The Hour of the Star is a book that climbed onto this year’s TBR by the Read Harder Challenge. One of this year’s tasks is to read a work of literary fiction by a BIPOC, LGBTQIA+, and/or disabled author. So, I went to books already on my radar to see if any fit the bill and sure enough Clarice Lispector’s final book did just that (Lispector was severely injured in a fire in her 40s and nearly lost her hand). It also was a book that I had intended to read for Read Harder way back in 2015 for that year’s translated book task (originally published in Portuguese) so it fit another goal of mine to pull some books from the depths of my TBR forward.
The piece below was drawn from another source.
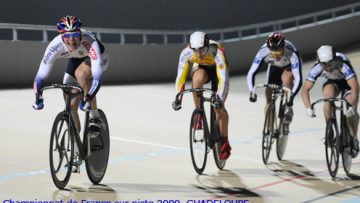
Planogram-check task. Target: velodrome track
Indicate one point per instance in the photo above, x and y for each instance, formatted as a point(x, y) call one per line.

While The Hour of the Star had been languishing on lists for a decade, I don’t know that I knew what to expect. I’m glad I read the foreword by Colm Tóibín to help level-set, as well as the endnotes by translator Benjamin Moser. I don’t read a ton of literary fiction anymore so getting into the right headspace was important. Well, at least trying to get into the right headspace.
I don’t know that I got this book (thus my three-star rating). I know what its after – Lispector pits her narrator, Rodrigo, a well-to-do Rio de Janeiro resident against Macabéa her protagonist who is a poor typist from the slums who is barely surviving. He is vapid, and empty; she enjoys small pleasures and is seemingly impervious to how terribly she should view her own life. Lispector wants us to think about how we define ourselves, what happiness is, and which type of poverty is truly the worst. With Rodrigo’s present tense narration, and Macabéa’s history presented in past tense Lispector is clearly defining a divide between them and how we should approach them. This novella length work (less than 130 pages including both foreword and endnotes) is full, each sentence constructed in ways that are unexpected (something Moser notes as working hard to keep in the translation to honor the original). The writing is unequivocally good – but I’m left feeling sluggish and middle grounded by it. Perhaps Lispector isn’t for me, but I’m glad to have dipped my toes in.
Bingo Square: TBR. This book has been hanging out on my to be read list for a decade.